The fourth round of TIGER grants announced last week is another example of economic stimulus that is too little, too late and a missed opportunity to leverage our port assets.

Only eight of the grants, worth about $79 million, or about 16 percent of the $485.3 million in available funds, go directly to port-related infrastructure. That’s a slight improvement over the third round of TIGER grants, when only 15 percent went to port projects, but it still falls far short of meeting U.S. port and waterway needs at a time when shallow harbors, inadequate inland connectors and aging river locks and dams are undermining the country’s competitive position in exports.

If proof were needed, the Army Corps of Engineers called for a new approach to the public and private financing of strategically critical maritime infrastructure projects in Gulf and Southeast ports on the same day the Department of Transportation announced the new TIGER grants. In a report to Congress, the corps said the U.S. must find a way to fund the deepening of Southeast and Gulf ports to remain competitive in global trade at a time when deficits threaten our ability to fund projects.

I may be preaching to the choir, but what’s distressing is that the Obama administration can’t see the payoff in terms of jobs and economic activity that port investment brings. A total of 258,000 jobs in Texas, for example, are related to cargo moving through the Port of Houston, which generate $4.5 billion in state and local taxes, according to a recent study by Martin Associates.
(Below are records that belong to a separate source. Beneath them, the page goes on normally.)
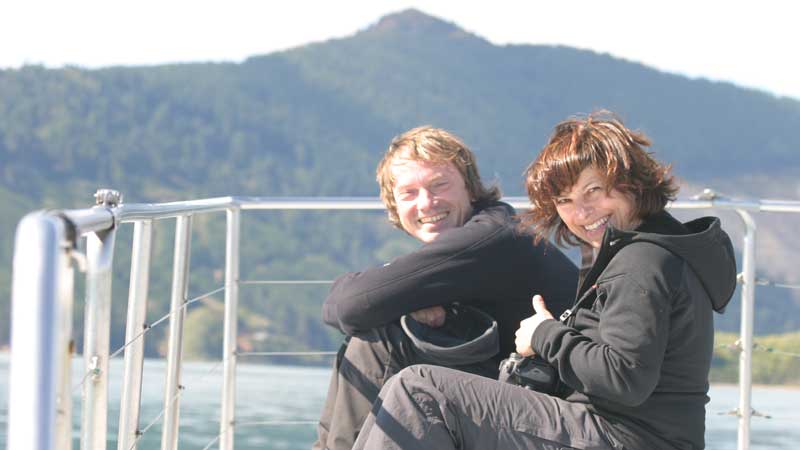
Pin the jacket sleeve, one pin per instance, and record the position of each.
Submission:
(456, 266)
(619, 360)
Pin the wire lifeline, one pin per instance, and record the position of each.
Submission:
(181, 389)
(146, 329)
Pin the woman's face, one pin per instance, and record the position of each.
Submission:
(587, 208)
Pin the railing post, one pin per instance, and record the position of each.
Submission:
(746, 333)
(97, 328)
(130, 401)
(65, 352)
(227, 415)
(38, 264)
(180, 284)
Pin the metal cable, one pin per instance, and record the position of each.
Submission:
(759, 347)
(251, 282)
(140, 433)
(765, 282)
(736, 346)
(278, 423)
(147, 329)
(285, 353)
(181, 389)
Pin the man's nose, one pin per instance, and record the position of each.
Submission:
(425, 199)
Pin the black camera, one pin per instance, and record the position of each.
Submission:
(531, 373)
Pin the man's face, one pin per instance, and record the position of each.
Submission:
(431, 197)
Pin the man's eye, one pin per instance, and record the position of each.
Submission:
(405, 195)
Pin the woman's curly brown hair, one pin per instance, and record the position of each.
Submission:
(598, 140)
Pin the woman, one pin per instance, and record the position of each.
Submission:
(634, 356)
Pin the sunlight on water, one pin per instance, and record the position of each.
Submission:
(290, 394)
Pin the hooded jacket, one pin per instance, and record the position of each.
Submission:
(638, 350)
(487, 263)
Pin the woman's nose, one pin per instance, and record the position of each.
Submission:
(584, 210)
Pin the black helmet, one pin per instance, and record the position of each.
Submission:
(468, 336)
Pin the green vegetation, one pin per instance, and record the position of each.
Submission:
(314, 121)
(776, 359)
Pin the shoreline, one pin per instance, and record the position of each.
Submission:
(5, 355)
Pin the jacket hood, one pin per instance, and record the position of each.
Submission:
(701, 243)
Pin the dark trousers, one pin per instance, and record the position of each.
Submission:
(427, 407)
(364, 363)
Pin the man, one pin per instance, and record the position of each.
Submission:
(473, 253)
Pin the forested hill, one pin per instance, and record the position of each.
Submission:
(314, 120)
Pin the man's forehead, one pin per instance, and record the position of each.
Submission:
(402, 168)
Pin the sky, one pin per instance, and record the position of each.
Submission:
(754, 44)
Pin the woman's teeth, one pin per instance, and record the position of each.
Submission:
(596, 225)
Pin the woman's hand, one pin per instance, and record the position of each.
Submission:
(433, 316)
(528, 326)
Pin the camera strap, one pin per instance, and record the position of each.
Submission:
(570, 311)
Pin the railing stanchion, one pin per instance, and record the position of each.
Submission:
(65, 351)
(180, 285)
(97, 328)
(130, 399)
(746, 333)
(228, 405)
(34, 335)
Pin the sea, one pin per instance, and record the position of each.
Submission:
(277, 407)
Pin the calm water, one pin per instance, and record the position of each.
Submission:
(267, 395)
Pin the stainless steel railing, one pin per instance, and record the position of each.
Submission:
(42, 296)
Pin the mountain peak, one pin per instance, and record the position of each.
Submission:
(414, 21)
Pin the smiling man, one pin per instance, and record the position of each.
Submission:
(472, 253)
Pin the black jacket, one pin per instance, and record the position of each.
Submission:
(639, 352)
(487, 263)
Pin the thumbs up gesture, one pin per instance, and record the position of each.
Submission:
(528, 326)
“The administration continues to ignore ports as a major source of job growth,” said John Martin, the port consultant’s principal. “If we don’t invest in our ports and inland waterways, how can we ready ourselves for export activity?”

The administration’s National Export Initiative sets a goal of doubling exports in the five years to 2014, but most U.S. exports of coal and wheat move by barge down the Mississippi and Ohio rivers, where some locks and dams are more than 70 years old and in danger of failure. On top of that, most of our exports are much heavier than our imports and require deeper harbors to handle the large post-Panamax and bulk ships that carry them to export markets.

If Washington can fund more harbor deepening in the Southeast, it will generate enormous dividends in terms of job growth by luring back to U.S. ports the transshipment activities that have migrated to Caribbean hubs over the last decade. Every additional weekly service by an 8,500-TEU container ship with some transshipment cargo equates to 7,900 direct and indirect jobs. It also would create another 11,500 jobs in logistics support in distribution centers, packaging and trucking.

“So we stand to lose 18,000 to 19,000 jobs for every weekly transshipment service that we can’t bring back to our ports because we don’t have adequate infrastructure,” Martin said.